Bill Streicher-Imagn Images
LIV Golf is currently on life support, and all signs point to the plug being pulled when it reaches the end of its current season. The players who currently rely on the league for a paycheck will find themselves in need of a new gig, and it does not sound like Bryson DeChambeau is in a rush to reunite with the PGA Tour as things currently stand.
Bryson DeChambeau repeatedly denied he had any interest in defecting from the PGA Tour as LIV Golf was gearing up to kick off its inaugural season in 2022, but he reversed course when he made the leap as the upstart league was holding its first-ever tournament in the United Kingdom.
Many golfers have faded into obscurity after switching their allegiance, but DeChambeau is easily the most notable exception. He joined Brooks Koepka as the only other LIV golfer to win a major while affiliated with the league with a victory at the U.S. Open in 2024, and he has done an objectively fantastic job growing his Personal Brand with the YouTube channel that has around 2.7 million subscribers.
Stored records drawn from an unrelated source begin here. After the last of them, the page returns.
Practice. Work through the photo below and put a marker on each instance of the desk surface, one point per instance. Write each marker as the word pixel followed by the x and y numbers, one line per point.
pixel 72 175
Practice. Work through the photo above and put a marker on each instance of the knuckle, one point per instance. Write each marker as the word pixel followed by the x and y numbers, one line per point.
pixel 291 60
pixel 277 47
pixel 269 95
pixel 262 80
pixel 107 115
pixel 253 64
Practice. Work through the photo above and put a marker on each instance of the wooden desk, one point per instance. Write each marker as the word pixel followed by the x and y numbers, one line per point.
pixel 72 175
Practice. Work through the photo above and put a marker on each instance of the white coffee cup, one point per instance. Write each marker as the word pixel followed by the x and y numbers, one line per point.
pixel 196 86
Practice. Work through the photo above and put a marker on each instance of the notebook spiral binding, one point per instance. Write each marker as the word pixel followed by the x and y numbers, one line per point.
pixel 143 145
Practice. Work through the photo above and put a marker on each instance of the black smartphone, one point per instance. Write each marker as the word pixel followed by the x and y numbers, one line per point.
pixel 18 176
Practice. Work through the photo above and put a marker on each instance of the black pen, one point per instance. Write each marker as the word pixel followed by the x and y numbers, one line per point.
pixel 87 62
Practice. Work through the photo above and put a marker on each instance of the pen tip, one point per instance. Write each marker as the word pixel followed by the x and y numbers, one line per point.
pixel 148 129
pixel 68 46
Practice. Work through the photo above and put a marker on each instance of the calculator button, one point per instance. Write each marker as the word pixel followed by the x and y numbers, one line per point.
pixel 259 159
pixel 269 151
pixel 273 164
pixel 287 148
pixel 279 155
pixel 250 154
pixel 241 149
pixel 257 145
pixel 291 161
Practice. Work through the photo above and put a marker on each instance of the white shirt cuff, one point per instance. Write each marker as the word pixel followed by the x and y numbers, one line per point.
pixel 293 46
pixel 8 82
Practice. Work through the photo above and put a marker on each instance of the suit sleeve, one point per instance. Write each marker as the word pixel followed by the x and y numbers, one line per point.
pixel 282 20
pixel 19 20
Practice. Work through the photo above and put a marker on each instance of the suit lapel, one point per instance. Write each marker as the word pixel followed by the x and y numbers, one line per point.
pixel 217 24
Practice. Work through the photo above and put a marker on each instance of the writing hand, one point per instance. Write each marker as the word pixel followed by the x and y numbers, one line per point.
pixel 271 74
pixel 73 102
The 32-year-old is also the most marketable name that LIV Golf can claim, and based on reports that have surfaced amid its seemingly imminent collapse, he believes he brings hundreds of millions of dollars worth of value to the table.
However, it’s become increasingly clear he does not see eye-to-eye with the powers that be on the PGA Tour, and he does not appear in a rush to return if they don’t make some concessions.
Bryson DeChambeau says he’ll focus on his YouTube channel as opposed to returning to the PGA Tour if LIV Golf collapses
LIV Golf purportedly has enough money to finish a season that is slated to wrap up at The Cardinal at Saint John’s in Michigan at the end of August, and it will hold its seventh tournament of the season at Trump National this week.
The league’s future has obviously been a hot topic of conversation in the lead-up to the event, and according to ESPN, DeChambeau offered some insight into his future while speaking with the media on Tuesday, saying:
“I think, from my perspective, I’d love to grow my YouTube channel three times, maybe even more. I would love to. I’d love to do a bunch of dubbing in different languages, giving the world more reason to watch YouTube. And then I’d love to play tournaments that want me.”
It appears that plan has something to do with the unspecified sanctions DeChambeau says he’ll be forced to stomach if he attempts to return to the PGA Tour. He declined to apply for the Returning Member Program that Koepka took advantage of, and he described the punishment he’ll be facing as “quite unfortunate, in my opinion, considering what I could do for them.”
That came from the same man who said “The egos need to get dropped” while discussing his hope for some kind of compromise in a situation where the PGA Tour has almost all of the leverage, so it will be interesting to see if he sticks to his word once the reckoning rolls around.